1. How Does Money Cause Stress?
There is a lot more to managing
your money than getting the bills paid with a little left over or
maintaining a productive portfolio. We have all kinds of hidden and
not-so-hidden feelings about money, emotional blocks, obsessions, and
pretty strange ideas. The phrase “It’s only money” might be something
you say sometimes, perhaps to justify an extravagant expense or to make
yourself feel better when you don’t have any of it, but very few of us
really believe that the green stuff is “only” anything. Money is
important to us. It is important to our culture. Some might even say it
rules the world. But it shouldn’t rule you.
“Some might say money rules the world. But it shouldn’t rule you.”
2. Take a Look at Your Past
In The 9 Steps to Financial Freedom, certified
financial planner and investment advisor Suze Orman lists “Seeing How
Your Past Holds the Key to Your Financial Future” as step number one.
Money memories from childhood can reveal how we feel about money right
now, even if we don’t realize it. Maybe money was highly valued in your
family, or not valued much at all. Maybe you were taught to manage it,
but many of us weren’t given those skills and, as adults, don’t have the
slightest clue what to do with the money we earn beyond paying the
bills and buying the groceries.
3. Don’t Buy into the Stereotypes
Added to our personal experiences are
cultural stereotypes galore. Television shows, movies, and books often
represent rich people as heartless snobs, poor people as slovenly
thieves. Old misers who hoard their riches must be a little crazy.
Generous souls who give all their money away must be angelic.
In America, the “middle
class” has been consistently held up as the ideal and has grown to be
such a broad category that most people now consider themselves to be
part of it. Most of us aren’t in poverty, but wouldn’t call ourselves
rich, either. And isn’t that what makes us comfortable? Yet, we remain
obsessed with money . . . with wealth, with the fear of poverty, with
the material objects it can buy.
4. De-Stress Your Financial Life
Money is no simple matter. But that
doesn’t mean it has to be complicated for you. To de-stress your
financial life, you need to do several things:
• Understand exactly how you really feel about money, including your prejudices and preconceptions.
• Continue to recognize with vigilance your financial preconceptions so that they don’t control you.
• Have very specific financial goals, for both present and future.
• Have a very specific plan to meet your financial goals.
• Know exactly how much is coming in and how much is going out.
• Start by building a financial cushion.
5. Ask Yourself Some Questions
To get you thinking about how you really feel about money, answer the following questions on a sheet of paper or in your stress journal.
1. How do you feel, emotionally, when you think about your financial situation right now?
2. Examine any negative feelings about your financial situation. Why do you think you have these negative feelings?
3. How do your parents feel about money?
4. When you were a child, what was your family’s attitude toward people who had more money than you did?

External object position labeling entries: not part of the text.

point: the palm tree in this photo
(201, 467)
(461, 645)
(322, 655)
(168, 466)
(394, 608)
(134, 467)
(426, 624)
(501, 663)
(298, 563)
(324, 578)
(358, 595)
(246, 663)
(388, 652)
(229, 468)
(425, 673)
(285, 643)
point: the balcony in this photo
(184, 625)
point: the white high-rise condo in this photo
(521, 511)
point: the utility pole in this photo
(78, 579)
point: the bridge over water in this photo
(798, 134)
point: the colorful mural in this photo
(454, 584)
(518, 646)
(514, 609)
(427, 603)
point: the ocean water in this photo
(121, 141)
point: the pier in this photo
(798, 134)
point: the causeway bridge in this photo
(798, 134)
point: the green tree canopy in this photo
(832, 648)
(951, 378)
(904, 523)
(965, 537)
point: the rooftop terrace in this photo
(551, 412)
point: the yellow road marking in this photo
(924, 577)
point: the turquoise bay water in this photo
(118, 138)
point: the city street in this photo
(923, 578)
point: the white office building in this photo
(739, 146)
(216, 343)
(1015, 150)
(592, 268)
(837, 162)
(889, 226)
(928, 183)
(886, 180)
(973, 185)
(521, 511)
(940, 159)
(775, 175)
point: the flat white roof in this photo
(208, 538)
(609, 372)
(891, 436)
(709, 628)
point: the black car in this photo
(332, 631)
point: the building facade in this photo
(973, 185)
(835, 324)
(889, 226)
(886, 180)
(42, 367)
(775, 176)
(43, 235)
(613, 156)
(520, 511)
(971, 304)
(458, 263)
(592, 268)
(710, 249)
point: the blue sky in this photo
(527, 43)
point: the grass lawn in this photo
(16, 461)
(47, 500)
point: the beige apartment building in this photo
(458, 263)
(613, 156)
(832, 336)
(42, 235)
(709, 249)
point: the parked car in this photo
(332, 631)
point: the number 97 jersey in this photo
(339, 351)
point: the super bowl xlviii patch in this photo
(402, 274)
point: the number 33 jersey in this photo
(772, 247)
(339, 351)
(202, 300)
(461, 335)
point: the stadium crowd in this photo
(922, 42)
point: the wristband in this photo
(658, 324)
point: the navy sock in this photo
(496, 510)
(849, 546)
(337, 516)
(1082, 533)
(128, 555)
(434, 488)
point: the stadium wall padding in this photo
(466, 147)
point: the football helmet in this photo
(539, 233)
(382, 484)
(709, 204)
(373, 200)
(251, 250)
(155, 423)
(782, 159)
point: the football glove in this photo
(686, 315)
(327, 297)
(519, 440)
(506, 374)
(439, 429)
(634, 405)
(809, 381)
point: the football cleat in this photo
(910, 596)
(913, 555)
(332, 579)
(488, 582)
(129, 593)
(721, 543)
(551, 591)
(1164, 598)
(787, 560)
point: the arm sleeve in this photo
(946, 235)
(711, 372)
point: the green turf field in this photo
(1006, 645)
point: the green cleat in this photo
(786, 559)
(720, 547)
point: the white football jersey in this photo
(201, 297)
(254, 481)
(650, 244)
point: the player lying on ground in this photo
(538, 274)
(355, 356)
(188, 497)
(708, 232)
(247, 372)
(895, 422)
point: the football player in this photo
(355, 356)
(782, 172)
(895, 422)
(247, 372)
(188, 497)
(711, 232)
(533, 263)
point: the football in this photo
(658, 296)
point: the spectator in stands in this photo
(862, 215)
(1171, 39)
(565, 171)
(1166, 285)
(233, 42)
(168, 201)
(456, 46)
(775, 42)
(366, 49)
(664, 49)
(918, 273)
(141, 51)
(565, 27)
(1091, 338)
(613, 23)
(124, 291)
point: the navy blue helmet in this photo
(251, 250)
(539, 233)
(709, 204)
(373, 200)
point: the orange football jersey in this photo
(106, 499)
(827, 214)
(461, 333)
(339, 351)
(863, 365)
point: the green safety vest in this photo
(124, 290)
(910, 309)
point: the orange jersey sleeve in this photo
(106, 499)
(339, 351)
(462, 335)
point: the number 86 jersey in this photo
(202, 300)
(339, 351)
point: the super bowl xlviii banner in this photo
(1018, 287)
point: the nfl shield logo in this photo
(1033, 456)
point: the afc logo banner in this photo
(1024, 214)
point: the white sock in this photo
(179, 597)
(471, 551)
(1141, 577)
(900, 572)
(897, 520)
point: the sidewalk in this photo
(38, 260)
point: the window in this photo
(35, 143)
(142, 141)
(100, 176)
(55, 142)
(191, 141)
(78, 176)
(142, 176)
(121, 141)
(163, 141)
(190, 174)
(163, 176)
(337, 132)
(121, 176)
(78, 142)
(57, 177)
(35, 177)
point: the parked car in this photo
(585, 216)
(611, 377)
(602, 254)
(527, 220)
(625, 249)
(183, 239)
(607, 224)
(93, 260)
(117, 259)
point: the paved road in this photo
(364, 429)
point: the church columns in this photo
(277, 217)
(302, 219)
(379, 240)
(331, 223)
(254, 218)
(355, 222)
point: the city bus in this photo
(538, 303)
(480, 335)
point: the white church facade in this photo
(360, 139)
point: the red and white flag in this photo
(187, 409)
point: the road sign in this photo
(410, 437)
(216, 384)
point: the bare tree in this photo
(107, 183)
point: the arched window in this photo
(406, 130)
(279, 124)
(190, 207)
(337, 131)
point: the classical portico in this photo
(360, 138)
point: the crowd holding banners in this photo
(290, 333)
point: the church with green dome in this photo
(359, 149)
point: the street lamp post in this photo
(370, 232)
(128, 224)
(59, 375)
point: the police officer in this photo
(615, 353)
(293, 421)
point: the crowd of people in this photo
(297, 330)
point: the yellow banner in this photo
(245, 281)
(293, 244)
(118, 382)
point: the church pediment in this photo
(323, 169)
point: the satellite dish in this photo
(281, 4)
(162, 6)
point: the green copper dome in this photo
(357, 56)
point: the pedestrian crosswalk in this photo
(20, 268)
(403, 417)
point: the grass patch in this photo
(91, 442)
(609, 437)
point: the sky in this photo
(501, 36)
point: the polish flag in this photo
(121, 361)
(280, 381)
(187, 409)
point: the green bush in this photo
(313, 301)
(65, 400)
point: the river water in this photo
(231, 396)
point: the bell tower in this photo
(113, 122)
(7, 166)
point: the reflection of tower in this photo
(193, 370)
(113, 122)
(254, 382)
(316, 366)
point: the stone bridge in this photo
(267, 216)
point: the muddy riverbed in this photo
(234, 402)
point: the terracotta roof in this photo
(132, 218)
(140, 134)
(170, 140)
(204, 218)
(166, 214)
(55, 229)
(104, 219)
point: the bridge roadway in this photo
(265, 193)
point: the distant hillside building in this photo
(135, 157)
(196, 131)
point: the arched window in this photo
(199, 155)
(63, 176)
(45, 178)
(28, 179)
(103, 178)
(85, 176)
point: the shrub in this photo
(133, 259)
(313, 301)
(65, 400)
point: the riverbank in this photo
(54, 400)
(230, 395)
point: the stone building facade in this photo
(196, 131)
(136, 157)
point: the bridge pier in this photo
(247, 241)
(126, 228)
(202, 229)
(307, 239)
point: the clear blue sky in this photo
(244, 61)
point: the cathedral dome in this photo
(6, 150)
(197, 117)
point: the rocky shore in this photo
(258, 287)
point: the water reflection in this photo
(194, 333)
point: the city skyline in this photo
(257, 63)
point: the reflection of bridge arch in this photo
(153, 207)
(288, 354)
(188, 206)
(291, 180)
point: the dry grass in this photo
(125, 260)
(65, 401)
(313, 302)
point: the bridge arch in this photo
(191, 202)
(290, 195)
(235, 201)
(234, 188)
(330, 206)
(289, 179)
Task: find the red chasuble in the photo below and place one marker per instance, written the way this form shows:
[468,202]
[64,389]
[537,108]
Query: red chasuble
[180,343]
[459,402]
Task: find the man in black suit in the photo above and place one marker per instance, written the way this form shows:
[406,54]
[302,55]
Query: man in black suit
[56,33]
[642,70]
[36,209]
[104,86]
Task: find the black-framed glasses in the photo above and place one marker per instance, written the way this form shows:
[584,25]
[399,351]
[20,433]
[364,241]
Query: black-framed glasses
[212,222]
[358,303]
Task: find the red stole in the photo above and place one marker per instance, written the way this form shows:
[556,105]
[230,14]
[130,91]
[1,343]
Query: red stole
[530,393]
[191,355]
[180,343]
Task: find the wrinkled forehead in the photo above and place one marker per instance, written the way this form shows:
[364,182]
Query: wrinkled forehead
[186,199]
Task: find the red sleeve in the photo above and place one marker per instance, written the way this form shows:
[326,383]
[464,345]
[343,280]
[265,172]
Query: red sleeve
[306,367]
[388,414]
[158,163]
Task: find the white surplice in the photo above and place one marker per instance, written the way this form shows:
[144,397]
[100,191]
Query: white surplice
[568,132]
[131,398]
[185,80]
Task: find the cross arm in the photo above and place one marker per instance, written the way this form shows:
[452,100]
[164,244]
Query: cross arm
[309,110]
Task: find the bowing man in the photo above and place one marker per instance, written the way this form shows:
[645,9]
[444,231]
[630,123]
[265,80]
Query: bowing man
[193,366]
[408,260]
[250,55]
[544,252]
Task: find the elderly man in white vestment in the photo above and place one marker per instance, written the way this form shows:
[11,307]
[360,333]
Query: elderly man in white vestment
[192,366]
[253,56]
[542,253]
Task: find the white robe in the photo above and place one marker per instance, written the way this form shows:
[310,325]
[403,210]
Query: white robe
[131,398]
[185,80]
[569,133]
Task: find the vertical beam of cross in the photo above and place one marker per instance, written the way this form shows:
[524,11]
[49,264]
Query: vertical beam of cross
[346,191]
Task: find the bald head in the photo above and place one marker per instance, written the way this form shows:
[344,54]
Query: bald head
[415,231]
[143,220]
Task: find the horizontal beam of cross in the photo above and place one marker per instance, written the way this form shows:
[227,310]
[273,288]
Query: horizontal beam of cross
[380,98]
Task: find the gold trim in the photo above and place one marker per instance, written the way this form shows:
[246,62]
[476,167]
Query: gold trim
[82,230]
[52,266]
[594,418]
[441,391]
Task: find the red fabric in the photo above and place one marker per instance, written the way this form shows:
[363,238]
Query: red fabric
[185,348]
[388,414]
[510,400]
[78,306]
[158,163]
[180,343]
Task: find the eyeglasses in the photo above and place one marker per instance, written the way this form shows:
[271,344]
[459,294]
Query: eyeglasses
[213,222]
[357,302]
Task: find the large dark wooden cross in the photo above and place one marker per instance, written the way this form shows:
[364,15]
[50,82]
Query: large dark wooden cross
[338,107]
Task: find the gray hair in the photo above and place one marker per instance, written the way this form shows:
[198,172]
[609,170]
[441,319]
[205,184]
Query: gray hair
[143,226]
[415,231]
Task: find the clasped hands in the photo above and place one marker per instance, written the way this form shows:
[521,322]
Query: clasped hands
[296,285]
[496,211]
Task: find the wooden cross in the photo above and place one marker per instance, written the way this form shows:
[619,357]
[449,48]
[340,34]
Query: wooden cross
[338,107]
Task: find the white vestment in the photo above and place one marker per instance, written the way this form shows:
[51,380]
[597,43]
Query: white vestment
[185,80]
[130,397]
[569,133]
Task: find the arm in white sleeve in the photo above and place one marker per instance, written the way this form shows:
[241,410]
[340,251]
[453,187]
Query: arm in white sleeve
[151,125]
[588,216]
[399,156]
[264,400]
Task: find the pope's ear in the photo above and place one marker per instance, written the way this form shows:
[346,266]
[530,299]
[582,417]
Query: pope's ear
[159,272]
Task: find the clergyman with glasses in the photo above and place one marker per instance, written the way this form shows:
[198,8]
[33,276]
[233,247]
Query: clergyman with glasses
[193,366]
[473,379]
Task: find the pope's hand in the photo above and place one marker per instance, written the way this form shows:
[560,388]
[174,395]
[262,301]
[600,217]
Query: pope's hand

5. When you were a child, what was your family’s attitude toward people who had less money than you did?
6. Describe an incident from your childhood that revealed your family’s attitude about money.
7. Describe a specific book,
movie, television show, or other source that you think could possibly
have affected your feelings about money in some way.
8. If you had all the money you
could possibly ever spend and you knew you would continue to be wealthy
for the rest of your life, how would it make you feel?
9. List the things in life that you honestly believe are more important than money.
10. What, specifically, has to change in your life so that money no longer causes you stress?
6. Recognize Your Financial Preconceptions
Look back at your answers for
clues to some of your financial preconceptions. Keep those in mind as
you work on simplifying your financial life. If you have the
preconception that there is something wrong with having money, you may
have been subconsciously keeping yourself from financial security. Maybe
you strongly believe that money shouldn’t be important, but the lack of
it in your life is controlling you, and now, in its absence, money has
become the most important thing in your life. Maybe you believe that
self-worth is related to financial worth and you feel like, apart from
money, you aren’t worth much. Whatever you believe, know that you
believe it, and continue to question your preconceptions so that they
don’t sabotage your financial life.
7. Make Specific Financial Goals
If you know where you are headed
financially, your life will be less stressful. Make a list of your
financial goals, no matter how impossible they seem, either on your own
or with the help of a good financial planner.
How much money do you need
to be able to spend each month? (Most people underestimate this
number.) How much do you want to have saved by retirement? Do you need
college funds for the kids? A down payment for a house? Would you like
to be able to have extra money for investing? How much do you need in
savings to cover your expenses for six months if you should become
unable to work?
8. Have a Plan
It isn’t enough just to have goals.
You also have to have a workable plan to meet them. If this seems
overwhelming to you, get help from a good financial planner.
Part of meeting your
financial goals might be focused on how to live on less rather than how
to make more. Simplicity, frugal living, and other downscaling trends
have been popular in the last decade as people realize they’ve been
making lots of money and not getting much in return in the way of
spiritual rewards. Books, websites, newsletters, and other sources are
rich with information on this trend.